Writing for teenagers is tricky. You have to figure out how to talk about the world as it is without reinforcing certain behaviors as interesting or aspirational. This is particularly difficult because writing is almost always a half-subconscious activity. Every time I confront a finished draft, I find my own least-considered self staring back at me. Decades of impacted verbal habits and repressed emotional material—stuff I’d never want to admit to thinking or feeling—surfaces like a whale from deep water.
So maybe it shouldn’t have surprised me when I sat down to write my third book, Look, and found its heroine, Lulu, sitting in a small room in her Jewish temple—which looked, hmmm, just like the one I’d grown up going to. She was hungover and miserable and trying to avoid a question from another girl, Kiley, about whether she ever eats carbs.
“Do you watch me eat?” Lulu shoots back at her.
“You know how it is,” Kiley says. “I mean, you’d be lying if you said you weren’t watching too, right?”
I wrote:
Lulu doesn’t know what to say to that. Of course she’s watching: what she eats and what everyone else eats. She does it so instinctually that she doesn’t even think of it as a thing she does, any more than she would think of breathing as, like, a hobby, or a pursuit.
Even then I knew that it was among the most revealing series of sentences I had ever composed. Writing about Lulu’s relationship to food and her body, which she knows is not fat and still cannot grasp as thin, exposed me to myself––and would eventually, in turn, expose that self to the world.

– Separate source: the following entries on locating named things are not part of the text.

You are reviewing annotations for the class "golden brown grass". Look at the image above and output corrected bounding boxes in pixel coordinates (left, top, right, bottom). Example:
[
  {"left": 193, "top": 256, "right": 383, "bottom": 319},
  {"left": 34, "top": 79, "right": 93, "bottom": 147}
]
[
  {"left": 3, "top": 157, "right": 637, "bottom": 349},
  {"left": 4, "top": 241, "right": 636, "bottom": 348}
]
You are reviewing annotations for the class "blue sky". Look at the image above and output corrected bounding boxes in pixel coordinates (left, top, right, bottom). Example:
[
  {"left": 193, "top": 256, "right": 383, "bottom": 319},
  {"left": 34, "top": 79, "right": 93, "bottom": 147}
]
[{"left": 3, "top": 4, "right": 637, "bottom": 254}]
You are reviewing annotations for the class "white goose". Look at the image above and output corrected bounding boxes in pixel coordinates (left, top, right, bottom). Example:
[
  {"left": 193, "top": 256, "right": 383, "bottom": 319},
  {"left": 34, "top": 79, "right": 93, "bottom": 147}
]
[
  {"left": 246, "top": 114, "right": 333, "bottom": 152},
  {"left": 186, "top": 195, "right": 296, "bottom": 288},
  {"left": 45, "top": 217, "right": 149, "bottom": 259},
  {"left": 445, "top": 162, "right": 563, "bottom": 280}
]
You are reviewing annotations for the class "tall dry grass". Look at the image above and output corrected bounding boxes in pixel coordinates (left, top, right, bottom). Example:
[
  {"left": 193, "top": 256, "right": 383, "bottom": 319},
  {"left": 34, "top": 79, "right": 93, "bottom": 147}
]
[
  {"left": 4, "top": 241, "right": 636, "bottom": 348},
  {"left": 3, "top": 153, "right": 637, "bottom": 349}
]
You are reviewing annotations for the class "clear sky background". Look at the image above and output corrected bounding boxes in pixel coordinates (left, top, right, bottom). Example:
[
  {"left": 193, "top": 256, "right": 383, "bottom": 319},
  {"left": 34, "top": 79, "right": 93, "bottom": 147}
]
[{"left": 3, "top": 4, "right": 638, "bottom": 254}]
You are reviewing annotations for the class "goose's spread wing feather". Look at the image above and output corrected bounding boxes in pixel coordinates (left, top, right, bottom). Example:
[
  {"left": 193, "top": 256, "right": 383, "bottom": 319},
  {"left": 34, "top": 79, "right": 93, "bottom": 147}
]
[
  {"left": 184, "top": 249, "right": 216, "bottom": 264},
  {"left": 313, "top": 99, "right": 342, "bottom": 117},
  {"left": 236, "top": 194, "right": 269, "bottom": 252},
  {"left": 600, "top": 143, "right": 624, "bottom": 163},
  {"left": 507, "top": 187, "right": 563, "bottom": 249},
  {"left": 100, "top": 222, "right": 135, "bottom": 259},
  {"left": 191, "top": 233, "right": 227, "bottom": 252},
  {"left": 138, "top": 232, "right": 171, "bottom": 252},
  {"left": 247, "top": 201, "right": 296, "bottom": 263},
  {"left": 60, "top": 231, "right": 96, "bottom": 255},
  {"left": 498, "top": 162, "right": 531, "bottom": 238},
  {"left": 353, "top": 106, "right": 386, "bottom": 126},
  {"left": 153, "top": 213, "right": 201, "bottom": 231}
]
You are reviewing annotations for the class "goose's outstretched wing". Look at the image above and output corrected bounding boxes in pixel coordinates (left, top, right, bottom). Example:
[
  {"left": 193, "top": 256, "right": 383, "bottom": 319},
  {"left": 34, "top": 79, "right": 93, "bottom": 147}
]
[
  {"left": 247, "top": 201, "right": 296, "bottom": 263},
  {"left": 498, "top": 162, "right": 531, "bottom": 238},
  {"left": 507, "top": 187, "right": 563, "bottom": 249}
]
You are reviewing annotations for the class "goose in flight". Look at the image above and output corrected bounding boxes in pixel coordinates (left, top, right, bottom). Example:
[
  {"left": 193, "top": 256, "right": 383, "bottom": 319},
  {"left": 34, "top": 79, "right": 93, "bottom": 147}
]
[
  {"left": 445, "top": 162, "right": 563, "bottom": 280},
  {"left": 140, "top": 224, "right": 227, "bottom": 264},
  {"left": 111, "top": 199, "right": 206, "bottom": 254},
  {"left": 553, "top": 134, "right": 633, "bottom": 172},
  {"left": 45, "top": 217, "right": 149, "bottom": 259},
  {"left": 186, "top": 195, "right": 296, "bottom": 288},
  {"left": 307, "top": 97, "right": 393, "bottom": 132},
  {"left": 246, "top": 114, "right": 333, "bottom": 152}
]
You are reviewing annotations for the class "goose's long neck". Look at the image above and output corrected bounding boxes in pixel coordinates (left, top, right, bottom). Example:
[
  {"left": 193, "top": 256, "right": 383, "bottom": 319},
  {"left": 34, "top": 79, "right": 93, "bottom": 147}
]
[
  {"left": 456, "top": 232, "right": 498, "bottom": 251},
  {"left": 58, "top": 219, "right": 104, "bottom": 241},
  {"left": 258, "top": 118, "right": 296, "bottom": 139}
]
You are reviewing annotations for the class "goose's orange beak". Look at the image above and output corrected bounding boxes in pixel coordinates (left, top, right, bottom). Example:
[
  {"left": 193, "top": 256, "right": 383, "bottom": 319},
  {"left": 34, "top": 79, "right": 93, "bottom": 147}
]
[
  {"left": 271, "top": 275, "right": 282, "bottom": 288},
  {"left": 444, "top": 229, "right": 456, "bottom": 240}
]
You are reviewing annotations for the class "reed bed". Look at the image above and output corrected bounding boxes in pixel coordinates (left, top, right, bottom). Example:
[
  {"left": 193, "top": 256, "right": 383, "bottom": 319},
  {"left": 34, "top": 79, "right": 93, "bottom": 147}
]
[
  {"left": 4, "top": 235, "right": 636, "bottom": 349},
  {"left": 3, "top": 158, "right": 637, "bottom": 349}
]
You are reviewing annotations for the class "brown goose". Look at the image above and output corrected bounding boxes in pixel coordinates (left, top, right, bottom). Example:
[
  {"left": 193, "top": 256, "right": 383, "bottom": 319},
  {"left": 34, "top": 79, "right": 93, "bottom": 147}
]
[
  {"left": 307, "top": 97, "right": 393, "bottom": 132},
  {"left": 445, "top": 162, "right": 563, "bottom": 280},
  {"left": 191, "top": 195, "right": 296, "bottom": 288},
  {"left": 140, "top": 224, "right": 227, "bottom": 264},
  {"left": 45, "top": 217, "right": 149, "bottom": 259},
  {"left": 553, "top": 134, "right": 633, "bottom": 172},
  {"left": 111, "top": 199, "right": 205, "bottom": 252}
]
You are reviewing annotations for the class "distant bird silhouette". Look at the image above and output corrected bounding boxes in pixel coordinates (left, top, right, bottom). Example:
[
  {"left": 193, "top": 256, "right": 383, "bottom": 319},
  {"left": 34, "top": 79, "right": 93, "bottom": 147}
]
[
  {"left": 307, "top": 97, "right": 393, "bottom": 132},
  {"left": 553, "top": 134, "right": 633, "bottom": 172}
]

I usually think of my relationship to food as lucky. My experiences of disordered eating were, relatively speaking, brief and mild. My body dysmorphia probably isn’t any worse than any other American woman’s. I discovered body positivity and intuitive eating in college, in time to create a set of mostly-healthy habits that have carried me through my adult life so far. And the world around me has blessedly few opinions about what I look like: I am white, cis, straight, abled, and still small enough that I can eat whatever I want in public without scrutiny or censure.
And, for most of my life I was lucky to have a body that did what I told it to. Without a ton of work on my part, it stayed roughly the same size from my late teens through my late twenties.
Then a handful of things happened at the same time. I started taking Lexapro to deal with what had become an unmanageable anxiety disorder. I started boxing and lifting weights, which added bulk. And I hit my early thirties, when metabolism tends to start slowing down anyway.
And so, just as I was writing Look, I was also doing something that would probably scandalize Lulu—that would have scandalized many iterations of my younger self. I gained some weight.
What felt like all of a sudden, dresses I’d been wearing since high school wouldn’t fit over my ribcage, much less my boobs; I had to give up expensive pairs of jeans and a beloved leather jacket that I’d bought with the blithe certainty that they were good investments because I’d wear them forever. And after so many years of paranoid uncertainty about what my body might or might not look like, finally there was incontrovertible proof: my clothes told me plainly that I was larger than I had been before.
In 2015, mega-bestselling YA author John Green apologized for having a character use the slur “retarded” in one of his early books, tweeting, “At the time, I thought an author's responsibility was to reflect language as I found it, but now... eight years later, I don't feel like a book about humanizing the other benefited from dehumanizing language.”